Most small businesses begin as sole proprietorships. That means that you, the owner, are the business, and the business is you – in the eyes of the law, at least.
There are a number of benefits to being a sole proprietorship, including the minimal legal expenses involved in forming one, no required corporate tax payments and the ability for the owner to easily transfer or sell the business if he or she so chooses.
However, there are some situations when a small business owner might consider incorporating a business.
Why should I incorporate?
Fox Business pointed out that just the ability to follow your business’s name with “Inc.” offers a tad more credibility for your organization. Plus, in most states, other companies won’t be able to form a new business with the same name as yours.
Incorporating has numerous tax benefits as well. First, it legally separates you from the company. While this might make tax season a little bit more complex, it also protects you, as a person, from any debts and obligations that your business has. Additionally, corporations can deduct some business expenses, like salaries for employees and new equipment purchases.
How do I incorporate?
When you’re looking to incorporate, the first stop you should make is at the secretary of state or the office in your area in charge of registering corporations in your state.
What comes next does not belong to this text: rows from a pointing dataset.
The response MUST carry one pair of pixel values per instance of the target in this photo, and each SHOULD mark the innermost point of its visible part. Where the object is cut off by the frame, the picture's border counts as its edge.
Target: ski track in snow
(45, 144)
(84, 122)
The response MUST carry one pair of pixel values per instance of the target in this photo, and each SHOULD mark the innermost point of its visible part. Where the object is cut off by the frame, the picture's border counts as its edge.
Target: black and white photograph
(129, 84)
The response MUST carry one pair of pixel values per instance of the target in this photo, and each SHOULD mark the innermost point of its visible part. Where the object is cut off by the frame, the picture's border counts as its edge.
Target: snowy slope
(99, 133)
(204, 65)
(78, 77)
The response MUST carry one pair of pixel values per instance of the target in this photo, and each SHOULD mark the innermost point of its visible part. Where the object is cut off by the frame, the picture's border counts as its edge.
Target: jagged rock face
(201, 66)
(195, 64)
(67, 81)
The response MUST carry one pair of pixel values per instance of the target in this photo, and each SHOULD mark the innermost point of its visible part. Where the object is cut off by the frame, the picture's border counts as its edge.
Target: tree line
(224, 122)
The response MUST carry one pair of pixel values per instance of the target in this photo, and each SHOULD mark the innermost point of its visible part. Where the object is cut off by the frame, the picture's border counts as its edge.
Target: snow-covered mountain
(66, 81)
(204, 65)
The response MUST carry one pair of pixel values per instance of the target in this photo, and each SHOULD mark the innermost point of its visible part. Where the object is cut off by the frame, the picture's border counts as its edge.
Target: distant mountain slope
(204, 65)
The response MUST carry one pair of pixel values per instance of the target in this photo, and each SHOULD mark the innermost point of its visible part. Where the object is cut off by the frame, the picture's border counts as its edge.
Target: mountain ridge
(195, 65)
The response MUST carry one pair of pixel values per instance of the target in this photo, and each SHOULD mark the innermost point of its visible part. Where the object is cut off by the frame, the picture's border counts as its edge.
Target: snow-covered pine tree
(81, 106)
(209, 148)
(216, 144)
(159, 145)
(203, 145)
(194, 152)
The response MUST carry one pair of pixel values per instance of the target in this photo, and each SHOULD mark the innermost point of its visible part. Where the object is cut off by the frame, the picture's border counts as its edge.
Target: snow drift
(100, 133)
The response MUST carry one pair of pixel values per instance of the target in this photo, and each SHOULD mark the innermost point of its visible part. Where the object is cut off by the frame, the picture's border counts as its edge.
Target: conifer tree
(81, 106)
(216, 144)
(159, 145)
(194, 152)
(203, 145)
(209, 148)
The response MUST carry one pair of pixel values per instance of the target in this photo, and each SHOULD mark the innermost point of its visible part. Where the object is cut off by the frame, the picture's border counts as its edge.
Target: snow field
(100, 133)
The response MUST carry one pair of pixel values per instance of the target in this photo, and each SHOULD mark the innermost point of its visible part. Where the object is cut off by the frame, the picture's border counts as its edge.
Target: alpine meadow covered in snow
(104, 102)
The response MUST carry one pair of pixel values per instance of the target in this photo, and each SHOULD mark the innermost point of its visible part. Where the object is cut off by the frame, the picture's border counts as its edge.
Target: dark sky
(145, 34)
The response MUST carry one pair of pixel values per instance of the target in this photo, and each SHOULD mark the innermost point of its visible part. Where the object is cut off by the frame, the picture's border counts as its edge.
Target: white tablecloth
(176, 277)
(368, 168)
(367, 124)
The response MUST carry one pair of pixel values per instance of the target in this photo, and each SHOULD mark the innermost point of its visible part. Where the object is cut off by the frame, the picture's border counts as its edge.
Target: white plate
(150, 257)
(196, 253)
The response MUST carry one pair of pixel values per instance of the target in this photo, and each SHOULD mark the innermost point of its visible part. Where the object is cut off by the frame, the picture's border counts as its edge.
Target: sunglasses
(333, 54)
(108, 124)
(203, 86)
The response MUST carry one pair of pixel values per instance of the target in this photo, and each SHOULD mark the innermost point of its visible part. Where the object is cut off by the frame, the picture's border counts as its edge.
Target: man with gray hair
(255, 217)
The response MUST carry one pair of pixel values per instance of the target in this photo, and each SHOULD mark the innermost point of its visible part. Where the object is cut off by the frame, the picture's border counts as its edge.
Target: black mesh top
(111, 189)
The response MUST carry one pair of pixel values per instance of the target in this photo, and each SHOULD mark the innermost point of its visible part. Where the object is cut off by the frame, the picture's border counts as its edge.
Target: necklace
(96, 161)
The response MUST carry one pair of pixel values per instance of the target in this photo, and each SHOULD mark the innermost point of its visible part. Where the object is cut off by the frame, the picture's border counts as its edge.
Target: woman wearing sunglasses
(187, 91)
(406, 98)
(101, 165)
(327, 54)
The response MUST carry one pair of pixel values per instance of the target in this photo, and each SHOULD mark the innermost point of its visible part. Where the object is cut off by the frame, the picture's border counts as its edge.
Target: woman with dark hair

It typically makes the most sense to incorporate in the state in which you operate your business, Incorporate.com explained.
At the secretary of state’s office, you’ll obtain information about the fees and forms associated with incorporating. Many small-business owners hire an attorney to aid in the process to ensure they do everything by the books. Others go it alone, using their research skills and some software programs to guide them along.
Next, you’ll need to create your articles of incorporation. You may write this from scratch, though some states provide a form for you (or your attorney) to fill out. In either case, you’ll include:
- The proposed name of the corporation.
- The address of the main office of the corporation.
- The names and addresses of all the parties incorporating.
- The purpose for incorporating.
Then, you’ll create the corporation’s bylaws. These include:
- The roles and responsibilities of the shareholders, officers, and directors.
- When stockholder meetings will be held.
- Any other pertinent information about how the company will be run.
It’s important to remember, though, that once you’ve incorporated, you must adhere to the bylaws as written. If you don’t, there may be legal repercussions.
Incorporating is a big decision. While there are plenty of advantages, there are some drawbacks as well. Before making this move, you must think carefully about what you foresee the future of your business to be, and consider all the outcomes of incorporating a business.